El artículo sugiere que el ojo humano se siente naturalmente atraído por las curvas que imitan formas orgánicas. Al usar un squircle, los diseñadores pueden reducir la dureza de los ángulos rectos encontrados en los rectángulos estándar. Esta reducción en la tensión visual crea una experiencia de usuario más agradable. Además, el squircle permite áreas de superficie más grandes para objetivos táctiles en comparación con un círculo de la misma altura, lo que lo hace altamente práctico para interfaces móviles.
Los diseñadores a menudo luchan por crear un verdadero squircle en software como Figma o Adobe Illustrator porque estas herramientas están construidas sobre matemáticas de Bézier.

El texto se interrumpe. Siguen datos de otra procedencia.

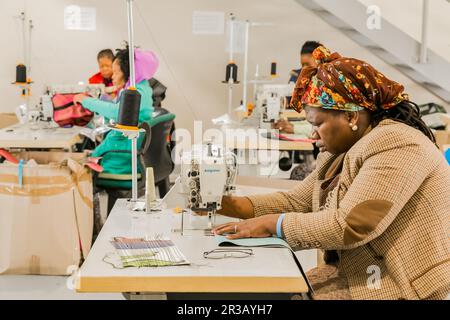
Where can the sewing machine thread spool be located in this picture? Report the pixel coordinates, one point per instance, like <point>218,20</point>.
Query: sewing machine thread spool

En consecuencia, los diseñadores a menudo utilizan complementos de "superellipse" o aproximaciones matemáticas para lograr la forma deseada en lugar de dibujarla manualmente.
El Desafío Matemático
Crear un squircle perfecto requiere resolver la ecuación de la superelipse, la cual no es soportada nativamente por las herramientas de ruta vectorial estándar. El artículo detalla la complejidad involucrada en generar una ruta que se adhiera estrictamente a la fórmula |x/a|^n + |y/b|^n = 1, donde n es típicamente alrededor de 4 para un squircle.
La dificultad radica en que la mayoría del software de diseño trata las curvas como segmentos de círculos o elipses (arcos) o utiliza puntos de control de Bézier. Para replicar la curvatura única del squircle, uno debe calcular las coordenadas exactas de los puntos de la ruta. El artículo hace referencia al trabajo de Steve Jobs y el equipo temprano de Macintosh, quienes estaban obsesionados con el "squircle" para el ícono del disco de inicio, utilizando un algoritmo específico para renderizarlo.
La búsqueda de esta forma representa una dedicación a la precisión en el diseño. No se trata meramente de estética, sino de adherirse a un estándar geométrico estricto que asegura consistencia a través de diferentes tamaños y resoluciones.
Conclusión: La Búsqueda de la Perfección
La búsqueda del squircle "perfecto" es una metáfora de la lucha constante del diseñador para equilibrar la forma y la función. Representa un movimiento alejado de las rígidas restricciones de la cuadrícula de píxeles hacia un ideal matemático más fluido. Mientras que la forma es sutil, su impacto en la sensación de una interfaz es profundo.
A medida que las herramientas de diseño evolucionan, la capacidad de crear y manipular squircles nativamente puede convertirse en estándar. Hasta entonces, la forma sigue siendo una búsqueda especializada para aquellos dispuestos a profundizar en las matemáticas detrás de las visuales. El artículo concluye que el squircle es más que solo una forma de tendencia; es un bloque de construcción fundamental para crear entornos digitales que se sienten inherentemente humanos y equilibrados.